My pet peeve, as it were, is that these signs are difficult to notice and written in English. Observations of who it is that actually fishes in Newtown Creek have revealed that it is mostly Spaniard and Slavic anglers that ply these waters- and the populations which line its Brooklyn banks are demographically disposed toward demonstrating literacy in the Spanish or Polish languages. Logic dictates, therefore, that this would be an excellent place for a multi-lingual bit of municipal signage.

As mentioned, I’ve been informed that such multilingual signage is “in the works”.

– photo by Mitch Waxman

The English issue is something that I’m increasingly concerned about as we move into the Superfund era, and one that I’ve raised at the Newtown Creek Alliance meetings. If someone reading this posting is fluent in either Polish or Spanish, and wishes to “get involved”- please contact me here or swing over to the NCA website to find out more about the organization. My particular focus within the group is Queens, of course, but I see the communities surrounding the Creek as being more involved with each other (Long Island City and Greenpoint are ultimately one entity, despite political sophistry. Back in the day, they lived in Greenpoint and worked in LIC) than the neighborhoods surrounding them on the landward side.

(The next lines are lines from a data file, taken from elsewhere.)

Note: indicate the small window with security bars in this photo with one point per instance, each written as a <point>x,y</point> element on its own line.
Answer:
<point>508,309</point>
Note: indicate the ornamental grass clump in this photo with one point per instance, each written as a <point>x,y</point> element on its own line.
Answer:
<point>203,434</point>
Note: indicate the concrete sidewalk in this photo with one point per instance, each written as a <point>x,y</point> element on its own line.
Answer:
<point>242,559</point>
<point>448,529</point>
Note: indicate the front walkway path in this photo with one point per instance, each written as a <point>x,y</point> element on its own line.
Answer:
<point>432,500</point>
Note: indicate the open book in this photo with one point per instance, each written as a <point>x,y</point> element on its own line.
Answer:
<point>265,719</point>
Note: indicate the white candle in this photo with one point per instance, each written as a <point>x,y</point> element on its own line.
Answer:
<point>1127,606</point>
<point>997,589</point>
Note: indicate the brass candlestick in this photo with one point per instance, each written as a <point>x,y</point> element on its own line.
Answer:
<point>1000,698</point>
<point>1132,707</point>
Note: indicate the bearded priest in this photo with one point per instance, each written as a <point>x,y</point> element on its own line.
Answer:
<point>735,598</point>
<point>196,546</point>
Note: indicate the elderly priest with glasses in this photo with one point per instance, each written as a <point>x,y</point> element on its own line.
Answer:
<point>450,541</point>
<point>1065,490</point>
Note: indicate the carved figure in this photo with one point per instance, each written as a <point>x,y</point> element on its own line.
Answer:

Come to think of it, the Eels that this sign cautions against might explain those eyeless wriggling things that I’ve observed in Maspeth Creek- hmm.

– photo by Mitch Waxman

Note: The following is a personal viewpoint, and doesn’t reflect the policies of any organization-

The world only makes sense when you force it to do so. Titanic forces and entities are on the move around the Newtown Creek, and the season of tumult and change upon the ancient waterway has begun. Whether the final shape of the place will be determined by outsiders or the community itself is ultimately up to us. The truth of Newtown Creek is that it is still one of the great economic engines of New York City, and one of the few places where someone without a collegiate degree can earn a decent living by the sweat of his brow. Do we want to lose this in the name of providing anchorages for some rich guy from Manhattan to park his yacht? What do you want the Newtown Creek to look like 20 years from now?

Paraphrasing Roger Waters- Are we destined to become a nation of waitresses, and waiters?